He raised a brow. “Nesta’s teaching you to dance?”
I nodded.
“Good luck then. I’ve seen her skill for myself, so I hope you can keep up.”
I rolled my eyes and left him as he put back the equipment, wanting away. I just keep avoiding people, I noticed.
I spotted Nesta reading in one of the chairs of the common room. “Nesta,” I regarded as I approached.
She lifted her gaze, and her lips raised in a smile. “Y/N, how are you doing? Your injuries mostly healed?”
I nodded. “It’s only some slight pain. I was hoping to uhm- maybe do a dance lesson?”
She stood, placing the book on a side table. “Yes,” Nesta said, grinning. “Yes, that sounds amazing. That book was getting boring anyway.”
“Just pining after each other endlessly? Or ignoring each other's presence until the end of time?” I guessed.
She gasped. “How did you know!? Yes! That’s exactly what they’re doing! Both!”
I chuckled. “Their the most endless tropes I know of. Only reason I ever read them is because they tend to have a good confession scene.”
“You read romance, I like you even more. I didn’t even think that was possible,” She chuckled, walking towards me. “Alright, follow me, I know where we can start.”
Nesta grabbed onto my hand and began to drag me after her. I stumbled a bit but quickly jogged beside her quick pace.
“Have you never danced before?” She asked.
“Rainne tried to teach me one formal Winter Court dance once. I think we just forgot to practice. Or we decided to not go to the Solstice celebration that year.”

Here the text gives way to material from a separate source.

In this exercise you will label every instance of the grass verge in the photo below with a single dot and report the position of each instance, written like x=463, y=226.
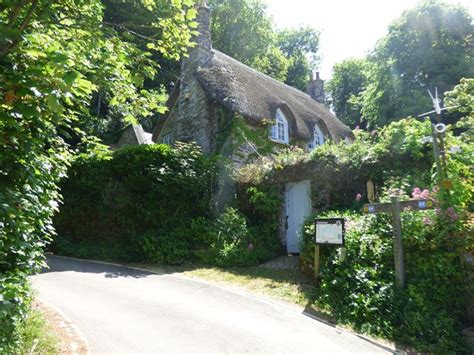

“Better than nothing. I learned all the formal ones, so I’ll teach them to you. In case you ever end up needing to know them. I practice with an instructor down in Velaris sometimes, but normally I just tend to steal Cassian.”
I scoffed, amused. “What are you stealing Cassian from?”
“Brooding, or paperwork. I don’t know- he’s the general, so general-y things.”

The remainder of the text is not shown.